Jesse Yates edited this page Oct 9, 2013 · 18 revisions

Secondary indexes are an orthogonal way to access data from its primary access path. In HBase, you have a single index that is lexicographically sorted on the primary row key. Access to records in any way other than the way the primary row is specified requires a full table scan, unless you have an index on the columns you are querying. Phoenix is particularly powerful in that we provide 'covered' indexes - we do not need to go back to the primary table once we have found the index entry. Instead, we bundle the data we care about right in the index rows, saving read-time overhead.

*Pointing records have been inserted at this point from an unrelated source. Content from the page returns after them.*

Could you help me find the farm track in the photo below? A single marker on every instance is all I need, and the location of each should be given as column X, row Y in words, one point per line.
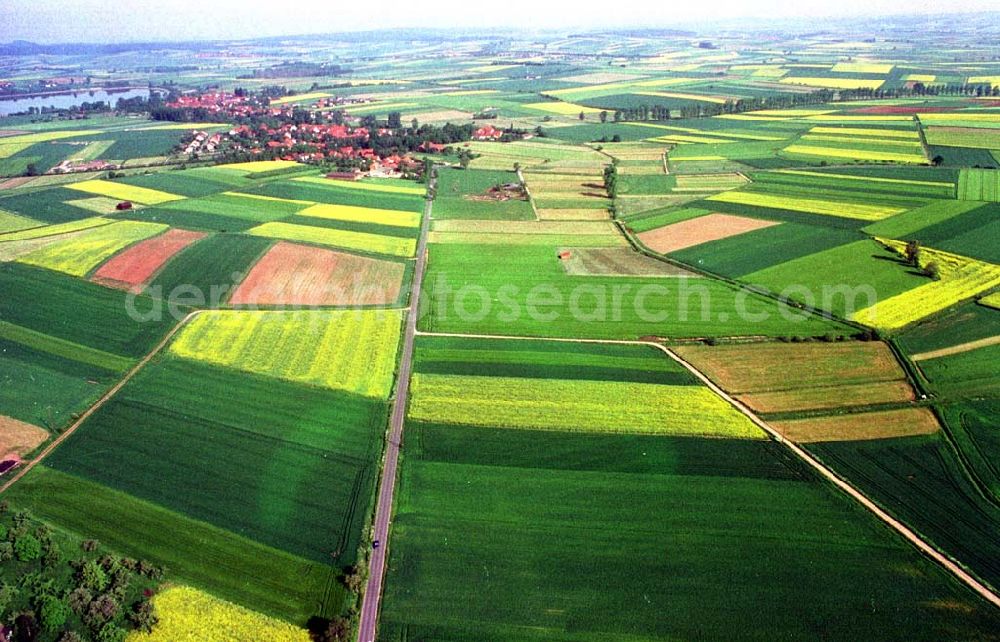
column 902, row 529
column 958, row 349
column 368, row 621
column 107, row 396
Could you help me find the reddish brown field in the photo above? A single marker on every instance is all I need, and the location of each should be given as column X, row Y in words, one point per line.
column 291, row 274
column 696, row 231
column 789, row 377
column 889, row 424
column 19, row 438
column 136, row 265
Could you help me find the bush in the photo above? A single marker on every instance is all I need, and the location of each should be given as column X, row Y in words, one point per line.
column 27, row 548
column 93, row 577
column 110, row 633
column 53, row 613
column 7, row 595
column 79, row 600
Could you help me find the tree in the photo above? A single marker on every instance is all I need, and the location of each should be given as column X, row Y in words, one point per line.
column 92, row 577
column 912, row 253
column 27, row 548
column 7, row 595
column 52, row 555
column 354, row 579
column 79, row 599
column 338, row 630
column 53, row 613
column 143, row 616
column 111, row 632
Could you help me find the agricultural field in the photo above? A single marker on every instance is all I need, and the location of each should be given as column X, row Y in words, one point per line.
column 562, row 491
column 291, row 274
column 777, row 378
column 337, row 238
column 534, row 290
column 354, row 351
column 704, row 229
column 658, row 270
column 134, row 267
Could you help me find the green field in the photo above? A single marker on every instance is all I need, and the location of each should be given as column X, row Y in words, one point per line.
column 77, row 311
column 920, row 479
column 757, row 250
column 576, row 405
column 842, row 279
column 195, row 552
column 979, row 185
column 456, row 188
column 505, row 289
column 349, row 350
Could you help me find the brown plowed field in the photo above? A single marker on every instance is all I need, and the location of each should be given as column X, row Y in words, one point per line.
column 696, row 231
column 291, row 274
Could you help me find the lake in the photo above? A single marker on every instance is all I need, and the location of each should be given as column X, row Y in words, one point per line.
column 65, row 101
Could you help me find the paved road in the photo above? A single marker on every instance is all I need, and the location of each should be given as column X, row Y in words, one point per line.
column 21, row 472
column 383, row 511
column 911, row 536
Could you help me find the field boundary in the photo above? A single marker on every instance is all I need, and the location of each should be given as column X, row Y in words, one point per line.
column 372, row 596
column 99, row 403
column 819, row 467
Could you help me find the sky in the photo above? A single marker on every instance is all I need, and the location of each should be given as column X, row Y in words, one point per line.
column 106, row 21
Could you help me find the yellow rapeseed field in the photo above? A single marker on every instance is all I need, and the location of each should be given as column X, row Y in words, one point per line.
column 363, row 215
column 316, row 95
column 390, row 188
column 350, row 350
column 961, row 278
column 345, row 239
column 867, row 131
column 834, row 83
column 862, row 68
column 577, row 406
column 810, row 205
column 561, row 108
column 189, row 615
column 859, row 154
column 256, row 167
column 81, row 253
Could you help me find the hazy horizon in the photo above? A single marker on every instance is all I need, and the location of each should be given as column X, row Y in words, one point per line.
column 96, row 21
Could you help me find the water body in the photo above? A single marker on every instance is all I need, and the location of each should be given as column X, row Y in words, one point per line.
column 65, row 101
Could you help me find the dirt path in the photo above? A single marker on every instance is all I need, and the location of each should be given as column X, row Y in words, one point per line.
column 960, row 348
column 368, row 621
column 24, row 470
column 982, row 590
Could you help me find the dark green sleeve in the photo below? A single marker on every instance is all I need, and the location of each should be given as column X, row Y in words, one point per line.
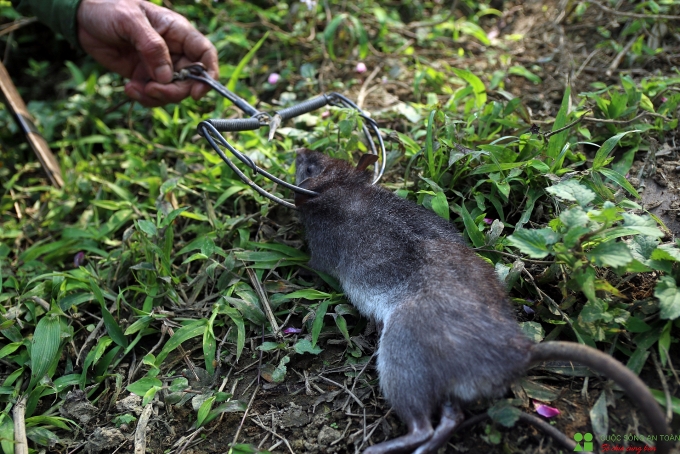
column 59, row 15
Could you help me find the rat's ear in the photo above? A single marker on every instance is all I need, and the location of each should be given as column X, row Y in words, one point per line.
column 300, row 198
column 366, row 160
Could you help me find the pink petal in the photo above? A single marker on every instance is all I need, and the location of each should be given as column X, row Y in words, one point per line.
column 291, row 330
column 545, row 410
column 273, row 78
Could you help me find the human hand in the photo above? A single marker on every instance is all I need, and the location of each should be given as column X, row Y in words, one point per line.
column 145, row 43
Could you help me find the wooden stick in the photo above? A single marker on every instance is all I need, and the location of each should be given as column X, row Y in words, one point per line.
column 27, row 125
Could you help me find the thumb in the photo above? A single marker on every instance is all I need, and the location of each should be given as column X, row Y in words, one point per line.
column 153, row 51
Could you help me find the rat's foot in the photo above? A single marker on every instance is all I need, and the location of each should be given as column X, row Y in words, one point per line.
column 419, row 431
column 452, row 416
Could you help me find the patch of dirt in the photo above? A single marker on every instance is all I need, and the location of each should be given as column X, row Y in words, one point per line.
column 310, row 414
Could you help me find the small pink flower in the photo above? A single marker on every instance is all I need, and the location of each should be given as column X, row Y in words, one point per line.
column 291, row 330
column 78, row 259
column 273, row 78
column 544, row 410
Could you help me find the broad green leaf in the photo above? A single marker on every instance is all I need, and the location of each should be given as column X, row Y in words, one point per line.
column 147, row 227
column 602, row 155
column 10, row 348
column 235, row 317
column 534, row 243
column 669, row 297
column 574, row 217
column 599, row 417
column 143, row 385
column 204, row 410
column 308, row 294
column 44, row 347
column 305, row 346
column 573, row 191
column 476, row 83
column 186, row 332
column 231, row 85
column 269, row 346
column 318, row 321
column 643, row 224
column 611, row 253
column 112, row 327
column 620, row 180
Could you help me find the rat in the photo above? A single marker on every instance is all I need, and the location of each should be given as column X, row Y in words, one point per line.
column 448, row 334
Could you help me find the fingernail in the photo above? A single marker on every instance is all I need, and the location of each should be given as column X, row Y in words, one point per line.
column 163, row 74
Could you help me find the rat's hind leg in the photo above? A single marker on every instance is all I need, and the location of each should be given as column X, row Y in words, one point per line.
column 419, row 431
column 452, row 416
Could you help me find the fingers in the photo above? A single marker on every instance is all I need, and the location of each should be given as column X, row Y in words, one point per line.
column 153, row 94
column 182, row 38
column 152, row 48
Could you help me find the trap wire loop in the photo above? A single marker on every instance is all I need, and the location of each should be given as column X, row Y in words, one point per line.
column 212, row 129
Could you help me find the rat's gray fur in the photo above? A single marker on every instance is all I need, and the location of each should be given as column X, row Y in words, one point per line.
column 448, row 335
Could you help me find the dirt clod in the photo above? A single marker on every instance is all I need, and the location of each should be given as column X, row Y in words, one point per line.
column 76, row 406
column 105, row 439
column 131, row 404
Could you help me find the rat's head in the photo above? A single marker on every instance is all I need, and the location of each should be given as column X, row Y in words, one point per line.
column 317, row 172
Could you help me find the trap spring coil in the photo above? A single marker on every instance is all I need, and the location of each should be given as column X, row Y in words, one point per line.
column 212, row 129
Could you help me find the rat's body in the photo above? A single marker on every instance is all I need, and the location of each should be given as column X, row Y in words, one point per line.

Phoenix supports two main forms of indexing: immutable and mutable indexing. They are useful in different scenarios and have their own failure profiles and performance characteristics. Both indexes are 'global' indexes - they live on their own tables and are copies of primary table data, which Phoenix ensures remain in-sync.

Immutable Indexing

Immutable indexing is supported for rows that are write once; this is common in time-series data, where you log once, but read it multiple times. In this case, the indexing is managed entirely on the client - either we successfully write all the primary and index data or we return a failure to the client. Since the data is immutable, the client can just retry in case of failures.

Mutable Indexing

Often, the rows you are inserting are changing - pretty much any time you are not doing time-series data. In this case, we cannot rely on the client for retries as the data they would insert later is likely to be different (user goes away, external sources are ephemeral, etc.). Instead, we delegate this work to a RegionObserverCoprocessor that ensures all the data is written to the primary and index tables.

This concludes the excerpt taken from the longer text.